The drugs sirolimus, everolimus, biolimus and novolimus are inhibitors of the mammalian target of rapamycin (mTOR). After organ organ transplantation, the mTORs are used along with calcineurin inhibitors (CNIs) to provide immunosupresion. They are also used as proliferation signal inhibitors coated on DES. Their use in cancer therapy bears the same mechanism. Everolimus antagonizes the negative effects of CNIs kidney cell and neuronal metabolism and stimulates mitochondrial oxidation, thus reducing the vascular inflammation[13]. In transplantation, everolimus has been used post-transplant in heart, liver, lung and kidney transplant recipients to prevent acute rejection. In kidney transplant patients, everolimus may minimize or remove calcineurin inhibitors[76]. Interestingly, renal transplant patients with DES had a low rate of ST, probably related to the immunosuppressants given to prevent kidney rejection[77]. Everolimus has also been approved by the FDA for use in liver transplantation (LT), and is safe for use with tacrolimus within the first month after LT[78].

DES has been successfully used to stent stenotic lesions post-transplant surgery. Transplant coronary artery disease (TCAD) is a major cause of morbidity and mortality after the first year after orthotropic heart transplantation (OHT). OHT patients with ISR have poor long-term prognosis[79]. EES used on OHT patients with TCAD is associated with a low incidence of target vessel revascularization (TVR) and target lesion revascularization (TLR)[80]. Unfortunately, long-term mortality remains high in orthotropic heart transplantation (OHT) recipients after PCI with either DES or BMS[81].

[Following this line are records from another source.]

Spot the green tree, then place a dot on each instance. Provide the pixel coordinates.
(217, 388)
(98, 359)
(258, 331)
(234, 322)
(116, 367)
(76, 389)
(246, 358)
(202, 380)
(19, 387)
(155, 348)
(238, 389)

Transplant renal artery stenosis (TRAS) following kidney transplantation has an incidence rate ranging from 6% to 23%. Endovascular intervention with DES improves blood pressure control and allograft function[82]. ISR occurs in as many as 13% of patients after PTA and stent insertion. A case report describes three such patients, of which, in two patients, the transplant renal artery remained patent after insertion of PES, and one patient required balloon angioplasty 7 mo after the DES was inserted[83]. BMS have been used to treat lung transplant related pulmonary artery stenosis[84]. DES have been placed into the pulmonary veins as a bridge to heart lung transplantation in a patient with extensive and recurrent congenital pulmonary vein stenosis[85]. DES have been safely used and may prevent ISR in patients who undergo intracoronary bone marrow mononuclear cell transplantation post coronary stenting[86]. Orthotropic liver transplantation (OLT) is commonly complicated by hepatic artery stenosis (HAS). It can lead to hepatic artery thrombosis, with subsequent liver failure in 30% of the patients. Though traditionally this was managed with either surgical revascularization or retransplantation, use of DES has resulted in high technical success and provided for excellent patency. Avoidance of hepatic artery thrombosis is possible in > 95% of patients with endovascular treatment and close follow-up[87]. Paclitaxel eluting balloon has been employed successfully to treat biliary anastomotic strictures after liver transplantation[88]. Stents have also been used to manage stenosis in the hepatic veins and/or inferior vena cava above hepatic venous anastomosis to relieve an outflow venous block following living donor liver transplantation[89].

Though several perioperative challenges encountered in organ transplantation surgery and patients with drug eluting stents, these can be optimally managed with proper planning and teamwork, ensuring patient safety.